Held on the “day that shall live in infamy,” the ceremony was a solemn one that honored those who were killed and injured that Dec. 7, as well as the sacrifices of all of the nation’s veterans.
About 50 residents turned out for the function, which included a presentation of colors by members of Marco Island American Legion Post 404, remarks by veterans and Dr. Maurice Allard, president of the South Seas East Board of Directors and others, and a live playing of “Taps.”
“We’re doing this in honor of the 75th anniversary of the attack on Pearl Harbor and to honor all of our veterans,” said Tom Graves, in opening the ceremony, which he organized along with Allard.
Allard said dedicating the new flagpole and flag to veterans was his thought as soon asthe board decided to replace them earlier this year.
“I knew we have a lot of vets here,” he said after the ceremony. “I knew this would be something very important to them. I wanted it to be something nice and I wanted to dedicate it to the vets. We need more of this today.”
Graves read a poem entitled “Your Flag and My Flag,” written by Wilbur Nesbit in 1904. The first stanza reads:
YOUR flag and my flag,
And how it flies to-day
In your land and my land
And half a world away!
Rose-red and blood-red
The stripes forever gleam;
Snow-white and soul-white
The good forefathers’ dream;
Sky-blue and true-blue with stars to gleam aright—
The glorified guidon of the day; a shelter through the night.
Allard discussed how “Taps” came to be.
He said a Union soldier was surveying a civil war battlefield in the aftermath of fighting and saw a young Confederate soldier lying nearby, who was teetering on the brink of death. The Unionsoldier carried him to the Union camp to receive medical attention. As the doctors went about their work, the Union soldier then realized that the young man was his son.

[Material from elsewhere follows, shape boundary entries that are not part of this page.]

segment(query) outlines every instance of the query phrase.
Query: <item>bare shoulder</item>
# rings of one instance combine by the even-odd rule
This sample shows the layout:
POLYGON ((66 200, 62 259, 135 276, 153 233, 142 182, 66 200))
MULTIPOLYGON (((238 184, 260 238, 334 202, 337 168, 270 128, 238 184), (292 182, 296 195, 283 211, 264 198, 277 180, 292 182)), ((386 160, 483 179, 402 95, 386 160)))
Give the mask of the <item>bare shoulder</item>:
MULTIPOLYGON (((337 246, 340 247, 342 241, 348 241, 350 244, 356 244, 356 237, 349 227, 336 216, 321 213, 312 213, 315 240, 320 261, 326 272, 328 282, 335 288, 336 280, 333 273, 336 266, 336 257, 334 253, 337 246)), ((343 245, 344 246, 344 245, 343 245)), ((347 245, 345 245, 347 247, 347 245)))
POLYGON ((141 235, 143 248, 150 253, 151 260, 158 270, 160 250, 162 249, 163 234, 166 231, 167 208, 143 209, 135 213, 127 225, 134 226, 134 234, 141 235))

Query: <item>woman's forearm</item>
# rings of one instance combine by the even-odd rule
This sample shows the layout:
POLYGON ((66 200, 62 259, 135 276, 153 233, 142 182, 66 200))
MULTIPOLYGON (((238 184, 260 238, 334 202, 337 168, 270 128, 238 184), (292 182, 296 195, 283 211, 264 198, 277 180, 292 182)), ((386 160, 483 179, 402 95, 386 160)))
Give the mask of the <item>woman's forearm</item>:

The young soldier couldn’t be saved, said Allard, and when the father checked his son’s pockets, he found a sheet of paper with music the young composer had written.
Allard said the father next asked a bugler to play the music, which became the song we know today as “Taps.”
Bill Filbin and Harry Weathers of American Legion Post 404 handled the presentation of colors, as well as lowering the flag to half-mast in commemoration of the Pearl Harbor attack. Filbin also took a moment to address the crowd, telling them that it’s important to never forget the service of our veterans and to honor those who serve today.
Those sentiments were echoed by WWII veteran Joe Burkhart, a South Seas East resident, who also implored those within earshot to “remember and pray for our troops.”